If you’re making a profit, we’re going to help you. But if you’re growing, we won’t. [emphasis mine] In the U.S., it’s completely the other way around. That’s why they have a lot of small companies that grow into big companies.”

In the same video he outlines, briefly and rather devastatingly, the problem with venture capital in Canada. “Government’s intervention into venture capital has ruined the ability for Canadian companies to grow,” he says.

… “We created a tax break for investing in venture capital,” he said, in his office. “So it was about the tax break, not this great company: Facebook, whatever you like. It’s absurd!”

Point well taken regarding the tax break for venture capital. As I recall, there were similar issues with film funding tax breaks. These were addressed and finally, real movies as opposed to ‘tax break’ movies got funded. Part of the problem with government tax programmes such as tax breaks for venture capital funding or film funding is the law of unintended (and counterproductive) consequences and the extraordinarily long time it takes to resolve them.

There was one other point in Hackett’s interview, “If you’re making a profit, we’re going to help you. But if you’re growing, we won’t,” which is well illustrated by Rob Annan’s Nov. 30, 2010 posting (on the Researcher Form blog) where he discusses this phenomenon in the context of Medicago,

Medicago is a Canadian company that produces vaccines in tobacco plants instead of using traditional egg-production techniques. This allows a much more rapid development and deployment of seasonal and pandemic vaccines. Their proprietary technology, currently in phase I and II clinical trials, was developed in Canada thanks in part to government funding …

They’ve been awarded numerous Canadian business and technology awards. They have translated these investments and successes into millions of dollars in private sector investment and a public listing on the TSX. Not bad for a company based out of Quebec City.

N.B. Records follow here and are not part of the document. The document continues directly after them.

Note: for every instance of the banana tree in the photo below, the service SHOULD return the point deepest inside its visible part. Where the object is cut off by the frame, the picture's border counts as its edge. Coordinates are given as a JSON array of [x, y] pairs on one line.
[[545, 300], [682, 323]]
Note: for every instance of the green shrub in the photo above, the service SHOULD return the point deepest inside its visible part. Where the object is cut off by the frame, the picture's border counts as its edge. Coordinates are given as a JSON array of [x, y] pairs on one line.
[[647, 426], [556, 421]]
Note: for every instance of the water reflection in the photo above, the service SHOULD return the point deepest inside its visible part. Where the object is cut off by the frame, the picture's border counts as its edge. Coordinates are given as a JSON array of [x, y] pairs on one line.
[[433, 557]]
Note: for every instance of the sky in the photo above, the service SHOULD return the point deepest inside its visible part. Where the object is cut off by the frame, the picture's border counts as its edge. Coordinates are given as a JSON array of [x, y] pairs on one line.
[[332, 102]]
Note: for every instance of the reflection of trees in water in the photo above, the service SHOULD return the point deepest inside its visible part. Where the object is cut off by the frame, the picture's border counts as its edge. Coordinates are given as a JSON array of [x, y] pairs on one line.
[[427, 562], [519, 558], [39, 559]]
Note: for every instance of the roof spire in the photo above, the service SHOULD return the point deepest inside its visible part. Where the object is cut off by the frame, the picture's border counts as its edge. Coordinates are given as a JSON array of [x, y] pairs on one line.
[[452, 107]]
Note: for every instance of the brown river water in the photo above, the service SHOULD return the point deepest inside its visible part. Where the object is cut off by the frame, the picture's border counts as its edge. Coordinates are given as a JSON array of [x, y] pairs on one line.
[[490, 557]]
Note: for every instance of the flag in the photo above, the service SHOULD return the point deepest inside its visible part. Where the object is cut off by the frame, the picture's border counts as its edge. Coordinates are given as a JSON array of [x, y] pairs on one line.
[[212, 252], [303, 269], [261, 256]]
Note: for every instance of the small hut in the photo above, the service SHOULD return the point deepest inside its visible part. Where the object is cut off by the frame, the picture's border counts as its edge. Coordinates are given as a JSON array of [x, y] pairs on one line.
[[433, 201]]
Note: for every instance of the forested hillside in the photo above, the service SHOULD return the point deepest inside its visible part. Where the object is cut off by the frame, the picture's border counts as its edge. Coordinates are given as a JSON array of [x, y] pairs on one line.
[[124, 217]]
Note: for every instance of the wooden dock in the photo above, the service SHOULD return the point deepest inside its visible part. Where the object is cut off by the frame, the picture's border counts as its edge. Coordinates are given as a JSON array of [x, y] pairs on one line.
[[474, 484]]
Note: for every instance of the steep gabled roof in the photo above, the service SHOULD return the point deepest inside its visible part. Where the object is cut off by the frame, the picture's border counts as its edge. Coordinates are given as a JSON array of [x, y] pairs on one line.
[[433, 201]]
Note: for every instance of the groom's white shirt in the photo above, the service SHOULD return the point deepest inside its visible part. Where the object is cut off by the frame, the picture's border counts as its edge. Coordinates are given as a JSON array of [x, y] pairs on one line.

So what’s wrong with this obvious success story?

Medicago made the news this week because the US Department of Defense is investing $21-million to build a 90,000 sq ft state-of-the art production facility in North Carolina. The facility will be able to produce 120-million pandemic vaccine doses annually or 40-million seasonal vaccine doses annually. In a news release, the US government recognizes the company’s ability to bolster domestic vaccine supply, respond more rapidly than traditional methods, and bring “hundreds of good paying jobs” to the region.

The 90,000 sq ft facility in North Carolina will dwarf the current estimated 15,000 sq ft dedicated to production in Quebec City, and will inevitably shift the company’s focus south.

The Canadian government’s response?

According to CBC news, Health Canada remains committed to egg-based vaccines …

While it’s discouraging to read about, I like to find hope in the fact that innovation in Canada is being discussed and folks seem to be interested in finding ways to promote and nurture innovation in Canada.